I have sometimes tried to give feedback in my company in a straightforward Finnish style – everyone got nervous and thought I hated them!
Case-centric (low-context) – relationship-centric (high-context)
I once read the American Superman cartoon and I thought it was like a novel – all the speech bubbles were full of text. There is really little talk in Korean comics and the focus is on the expressions, the details and the mood. Also more generally, in Korea it is customary to “read between the lines” – for example, after a speech, one typically does not discuss the content of the speech, but considers what was behind the speech and what the speaker was thinking.
Finns typically say what they think and mean what they say. I greatly appreciate this approach, but working with more traditional Koreans requires a more subtle approach.
What could Koreans learn from the Scandinavians?
Short answer: balance.
The Korean War in the early 1950s killed more than three million people, destroyed our large cities and caused a huge famine. Parents were unable to feed their children and many babies had to be given for adoption to other countries, or even sold. The scars of war are still strongly reflected in our culture – men work hard to provide a better life for their children.
As a child, I really rarely saw my father because he was always at work. Twelve years ago, he proudly came to tell me that he had washed the dishes for the first time to help our mother.
Koreans are jealous of Nordic balance and equality. In the Nordic countries, everyone is equal even if they are of different ages or genders. In Korea, one must always obey one’s parents and a wife must obey her husband, even if the man is wrong.
In Korea, it has long been the mother’s job to take care of the children and the father’s job to go to work. However, we are already recognizing the alternative, although it is still rare. We even have a word for the Nordic father: scandidaddy!
In general, work has long been considered more valued than family life. In the past, work was even an acceptable reason to skip family celebrations, for example, but fortunately this is changing.
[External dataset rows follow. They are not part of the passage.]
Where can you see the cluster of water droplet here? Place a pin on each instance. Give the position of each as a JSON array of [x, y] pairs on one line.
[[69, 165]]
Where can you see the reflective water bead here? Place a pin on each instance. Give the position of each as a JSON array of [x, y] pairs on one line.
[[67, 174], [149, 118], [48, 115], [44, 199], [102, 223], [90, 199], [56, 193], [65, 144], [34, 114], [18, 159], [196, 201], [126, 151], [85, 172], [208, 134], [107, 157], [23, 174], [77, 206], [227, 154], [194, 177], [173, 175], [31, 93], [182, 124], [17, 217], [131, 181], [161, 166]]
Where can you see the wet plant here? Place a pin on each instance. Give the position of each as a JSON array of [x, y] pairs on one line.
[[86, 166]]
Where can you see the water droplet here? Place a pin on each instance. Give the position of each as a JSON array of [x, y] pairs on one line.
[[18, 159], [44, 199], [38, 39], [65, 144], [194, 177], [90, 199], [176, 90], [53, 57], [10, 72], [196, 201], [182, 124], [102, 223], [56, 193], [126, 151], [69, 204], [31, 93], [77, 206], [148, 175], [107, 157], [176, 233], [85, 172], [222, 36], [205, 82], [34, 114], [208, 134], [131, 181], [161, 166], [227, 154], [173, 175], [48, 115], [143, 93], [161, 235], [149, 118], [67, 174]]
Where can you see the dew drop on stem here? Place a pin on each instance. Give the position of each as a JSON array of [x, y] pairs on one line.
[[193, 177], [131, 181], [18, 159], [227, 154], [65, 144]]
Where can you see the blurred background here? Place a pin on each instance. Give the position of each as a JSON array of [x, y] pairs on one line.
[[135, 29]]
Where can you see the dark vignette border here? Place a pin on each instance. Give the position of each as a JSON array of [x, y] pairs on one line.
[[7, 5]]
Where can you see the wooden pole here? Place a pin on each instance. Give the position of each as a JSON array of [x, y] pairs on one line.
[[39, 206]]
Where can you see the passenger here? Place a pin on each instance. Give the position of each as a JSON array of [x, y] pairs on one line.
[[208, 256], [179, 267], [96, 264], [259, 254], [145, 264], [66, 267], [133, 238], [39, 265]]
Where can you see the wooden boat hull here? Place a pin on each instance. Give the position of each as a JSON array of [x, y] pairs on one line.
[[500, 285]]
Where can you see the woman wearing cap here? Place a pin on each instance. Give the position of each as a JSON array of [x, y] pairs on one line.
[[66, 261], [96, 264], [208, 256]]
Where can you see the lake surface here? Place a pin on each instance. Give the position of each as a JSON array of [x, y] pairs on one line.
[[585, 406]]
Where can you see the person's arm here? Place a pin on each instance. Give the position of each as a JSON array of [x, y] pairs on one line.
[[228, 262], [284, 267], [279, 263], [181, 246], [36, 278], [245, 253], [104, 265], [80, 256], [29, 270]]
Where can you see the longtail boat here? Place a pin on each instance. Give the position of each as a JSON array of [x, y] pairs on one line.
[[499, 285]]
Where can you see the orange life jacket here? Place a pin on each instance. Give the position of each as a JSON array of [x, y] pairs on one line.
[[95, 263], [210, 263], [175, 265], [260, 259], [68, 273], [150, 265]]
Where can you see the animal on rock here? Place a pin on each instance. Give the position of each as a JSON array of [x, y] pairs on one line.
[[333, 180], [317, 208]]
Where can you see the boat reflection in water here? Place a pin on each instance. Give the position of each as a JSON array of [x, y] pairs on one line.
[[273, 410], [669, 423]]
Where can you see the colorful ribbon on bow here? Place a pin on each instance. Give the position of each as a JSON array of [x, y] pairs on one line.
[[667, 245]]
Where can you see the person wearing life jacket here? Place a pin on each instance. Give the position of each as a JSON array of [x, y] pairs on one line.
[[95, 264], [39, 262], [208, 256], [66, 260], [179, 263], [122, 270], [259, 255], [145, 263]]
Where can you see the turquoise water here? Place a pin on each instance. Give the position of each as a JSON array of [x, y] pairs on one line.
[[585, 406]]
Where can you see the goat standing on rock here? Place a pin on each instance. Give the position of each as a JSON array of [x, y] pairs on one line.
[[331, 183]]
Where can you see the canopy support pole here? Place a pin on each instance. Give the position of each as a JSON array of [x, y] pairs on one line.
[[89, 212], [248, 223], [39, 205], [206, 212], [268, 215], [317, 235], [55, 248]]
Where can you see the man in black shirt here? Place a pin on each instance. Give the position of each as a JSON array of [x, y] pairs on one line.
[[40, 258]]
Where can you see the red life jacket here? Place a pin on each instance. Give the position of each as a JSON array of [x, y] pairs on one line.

Fortunately, younger Koreans also know how to value free time and do not act so hierarchically.
And what could the Scandinavians learn from the Koreans?
Short answer: passion.
We Koreans are very practical, fast, smart and hardworking. I hope that the Nordics will learn to move towards their goals with the same passion as the Koreans. When we get excited about something, we push the gas to the bottom. A determined attitude has helped Koreans build, for example, several of the world’s largest companies and a strong economy.
We also know how to be very focused and flexible. However, we are not as kind as one might think at first glance. Korea is about 5,000 years old and our country has been attacked more than 900 times. This has also taught us hardness and caution.